The wounds that had once lived quietly inside her began to bloom on her skin.

At first, she still told herself it was love. He still provided, didn’t he? He still came home. Still spoke to her—when he chose to. But bruises do not lie, no matter how carefully they are hidden. And it was her cohort mates who noticed first.

They were young, just like her. Too young to understand the weight of violence, too unsure of where to turn. But they knew enough to be afraid.

“What happened to you?” her friend cried out, reaching for her hoodie. “What is that bruise on your face?”

“Nothing,” she said quickly, brushing her friend’s hands away. Her voice trembled despite her effort. “I—I fell down the stairs.”

“No.” Another friend stepped closer, her voice rising. “No, look at this. THIS?” She tugged the hoodie down before she could stop her. “This is not from falling down the stairs. And this?”

Her face and shoulders were exposed—dark, swollen, unmistakable. The room fell silent.

The night before, he had slapped her for something so small it barely registered in her memory. She had forgotten to wash his coffee cup before leaving for class. The blow came without warning, hard enough to knock her off balance. She hit the floor, stunned, trying to understand what she had done wrong.

Before she could stand, he grabbed her arm and yanked her up, shoving her into the wall. Her head struck hard. The world spun. She crumpled against the opposite wall, breathless, aching, terrified.

And still—still—she could not imagine leaving.

She believed it was her fault. If she hadn’t made a mistake, he wouldn’t have been angry. If she had tried harder, he wouldn’t have hurt her. So she became careful. Painfully careful. Every step, every word, every movement measured.

For a while, he softened.

He praised her for being a “good wife.” Took her out for late-night suppers again. Laughed like he used to. The man she had fallen in love with resurfaced just long enough to convince her that she was right all along—that the violence was only a reaction, not his nature.

She clung to that illusion desperately.

A year passed.

Then she found out she was pregnant.

Hope surged through her like the rare coolness that follows a long, humid day. This would change everything. Surely it would. A child would make him gentle again. A family would make him stay kind. She was radiant with joy, barely able to contain it as she told him the news.

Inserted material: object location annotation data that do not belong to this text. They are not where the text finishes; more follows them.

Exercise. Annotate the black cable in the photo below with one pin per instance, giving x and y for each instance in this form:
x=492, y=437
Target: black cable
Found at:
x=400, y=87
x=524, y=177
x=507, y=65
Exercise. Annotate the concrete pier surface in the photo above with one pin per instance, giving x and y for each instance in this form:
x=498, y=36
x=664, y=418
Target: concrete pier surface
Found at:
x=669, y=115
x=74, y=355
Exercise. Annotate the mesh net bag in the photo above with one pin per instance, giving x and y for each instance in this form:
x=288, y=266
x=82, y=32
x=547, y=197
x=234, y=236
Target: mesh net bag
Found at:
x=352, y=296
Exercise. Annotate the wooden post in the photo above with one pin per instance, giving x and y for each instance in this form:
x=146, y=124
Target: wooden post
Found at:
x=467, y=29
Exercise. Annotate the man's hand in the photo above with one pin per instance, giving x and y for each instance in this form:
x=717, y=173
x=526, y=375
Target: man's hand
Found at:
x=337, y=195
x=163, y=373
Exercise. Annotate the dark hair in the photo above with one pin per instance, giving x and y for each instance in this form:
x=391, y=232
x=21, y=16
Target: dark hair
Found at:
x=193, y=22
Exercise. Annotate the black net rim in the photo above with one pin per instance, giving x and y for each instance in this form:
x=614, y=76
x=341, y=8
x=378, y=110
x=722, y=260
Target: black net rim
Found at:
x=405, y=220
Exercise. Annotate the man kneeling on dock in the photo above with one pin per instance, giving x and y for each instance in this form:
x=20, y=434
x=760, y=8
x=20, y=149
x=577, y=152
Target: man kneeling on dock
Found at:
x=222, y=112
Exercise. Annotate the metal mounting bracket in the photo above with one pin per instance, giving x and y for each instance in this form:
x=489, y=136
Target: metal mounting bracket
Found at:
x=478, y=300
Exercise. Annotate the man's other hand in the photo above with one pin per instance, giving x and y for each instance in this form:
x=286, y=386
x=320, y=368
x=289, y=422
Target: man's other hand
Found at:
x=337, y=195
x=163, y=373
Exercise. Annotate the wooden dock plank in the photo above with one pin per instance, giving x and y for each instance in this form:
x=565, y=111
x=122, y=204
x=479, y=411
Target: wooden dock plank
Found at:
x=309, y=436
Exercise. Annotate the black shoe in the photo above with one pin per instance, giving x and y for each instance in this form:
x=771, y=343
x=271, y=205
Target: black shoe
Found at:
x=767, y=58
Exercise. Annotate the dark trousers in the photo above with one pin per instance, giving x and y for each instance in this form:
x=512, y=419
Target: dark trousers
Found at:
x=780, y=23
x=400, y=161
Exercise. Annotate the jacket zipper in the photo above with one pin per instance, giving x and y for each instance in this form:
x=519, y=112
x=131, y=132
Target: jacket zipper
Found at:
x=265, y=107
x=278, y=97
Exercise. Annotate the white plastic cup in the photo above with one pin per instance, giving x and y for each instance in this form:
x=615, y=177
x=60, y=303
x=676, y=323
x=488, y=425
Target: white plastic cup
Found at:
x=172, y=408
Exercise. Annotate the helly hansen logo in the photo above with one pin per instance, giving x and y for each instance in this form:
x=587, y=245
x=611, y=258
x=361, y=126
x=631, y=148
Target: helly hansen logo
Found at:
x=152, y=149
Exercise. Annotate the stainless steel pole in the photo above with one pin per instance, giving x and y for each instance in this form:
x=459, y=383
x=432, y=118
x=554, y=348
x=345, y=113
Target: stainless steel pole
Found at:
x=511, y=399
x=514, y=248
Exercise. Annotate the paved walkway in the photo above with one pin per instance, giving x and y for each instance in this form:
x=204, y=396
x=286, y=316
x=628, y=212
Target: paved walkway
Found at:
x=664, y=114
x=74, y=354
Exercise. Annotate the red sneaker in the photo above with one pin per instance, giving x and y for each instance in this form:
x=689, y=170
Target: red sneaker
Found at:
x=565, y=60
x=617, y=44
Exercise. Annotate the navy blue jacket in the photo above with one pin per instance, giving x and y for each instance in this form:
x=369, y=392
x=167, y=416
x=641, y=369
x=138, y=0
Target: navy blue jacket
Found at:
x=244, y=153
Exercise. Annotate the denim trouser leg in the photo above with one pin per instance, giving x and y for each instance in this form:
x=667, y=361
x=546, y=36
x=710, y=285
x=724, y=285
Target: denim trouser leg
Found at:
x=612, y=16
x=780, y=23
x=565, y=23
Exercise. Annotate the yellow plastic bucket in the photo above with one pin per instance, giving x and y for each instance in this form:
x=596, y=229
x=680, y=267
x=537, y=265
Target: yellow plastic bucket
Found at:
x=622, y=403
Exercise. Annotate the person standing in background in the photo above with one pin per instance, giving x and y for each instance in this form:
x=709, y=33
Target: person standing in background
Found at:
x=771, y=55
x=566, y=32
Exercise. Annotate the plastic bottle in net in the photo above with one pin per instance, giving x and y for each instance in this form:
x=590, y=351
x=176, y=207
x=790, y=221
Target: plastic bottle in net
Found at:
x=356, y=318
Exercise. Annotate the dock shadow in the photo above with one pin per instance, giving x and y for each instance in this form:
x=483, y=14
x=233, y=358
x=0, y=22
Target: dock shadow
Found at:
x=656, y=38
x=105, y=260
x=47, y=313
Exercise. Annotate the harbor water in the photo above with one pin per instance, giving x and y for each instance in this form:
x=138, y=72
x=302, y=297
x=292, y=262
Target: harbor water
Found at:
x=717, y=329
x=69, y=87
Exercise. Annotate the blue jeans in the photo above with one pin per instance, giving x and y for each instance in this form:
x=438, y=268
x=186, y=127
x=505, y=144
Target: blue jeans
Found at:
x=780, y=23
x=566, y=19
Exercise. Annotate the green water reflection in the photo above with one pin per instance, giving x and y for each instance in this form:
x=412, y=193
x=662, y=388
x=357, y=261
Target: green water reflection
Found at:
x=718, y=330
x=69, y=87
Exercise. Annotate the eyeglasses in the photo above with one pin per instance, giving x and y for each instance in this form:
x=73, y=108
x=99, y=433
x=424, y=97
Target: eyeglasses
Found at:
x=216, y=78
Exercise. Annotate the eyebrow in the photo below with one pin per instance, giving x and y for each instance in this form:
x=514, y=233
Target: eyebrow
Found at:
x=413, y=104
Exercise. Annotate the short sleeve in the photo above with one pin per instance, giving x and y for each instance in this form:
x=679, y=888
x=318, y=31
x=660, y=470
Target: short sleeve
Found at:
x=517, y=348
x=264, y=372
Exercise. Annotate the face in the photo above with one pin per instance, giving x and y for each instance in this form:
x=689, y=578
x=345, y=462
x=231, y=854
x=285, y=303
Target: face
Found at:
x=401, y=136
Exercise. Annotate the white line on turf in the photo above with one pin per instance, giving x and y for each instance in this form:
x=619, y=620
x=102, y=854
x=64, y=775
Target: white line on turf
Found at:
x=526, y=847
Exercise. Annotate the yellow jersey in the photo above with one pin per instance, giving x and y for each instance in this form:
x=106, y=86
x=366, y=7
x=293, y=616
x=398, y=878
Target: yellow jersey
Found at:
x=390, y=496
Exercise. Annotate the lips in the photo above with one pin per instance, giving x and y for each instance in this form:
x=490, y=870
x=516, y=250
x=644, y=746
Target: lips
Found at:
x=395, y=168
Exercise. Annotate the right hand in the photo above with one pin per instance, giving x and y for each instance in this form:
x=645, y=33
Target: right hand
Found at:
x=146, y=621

His response shattered her.

“Whose baby is it?” he sneered. “It’s not mine.”

The words echoed in her ears, hollow and cruel. How could he say that? He was all she had. Her husband. Her home. Her entire world. The accusation cut deeper than any slap.

From then on, the list of demands grew longer.

Cooking was no longer enough. He made her wash clothes by hand, squatting on the cold toilet floor, scrubbing until her fingers burned. He took money from her part-time job, insisting she owed him for living under his roof. What little independence she had left was stripped away piece by piece.

The shouting worsened. The grabbing became rougher.

At nine weeks, she miscarried.

He met her at the hospital. She was numb, hollowed out by grief and pain. She waited—longed—for comfort. For an embrace. For words that might stitch her back together.

Instead, he handed her a cigarette.

No hug. No apology. No sorrow.

That night, he took her out for a meal, as if there was something to celebrate. And even then—even then—she told herself he loved her. Because believing anything else meant facing a truth she wasn’t ready to survive.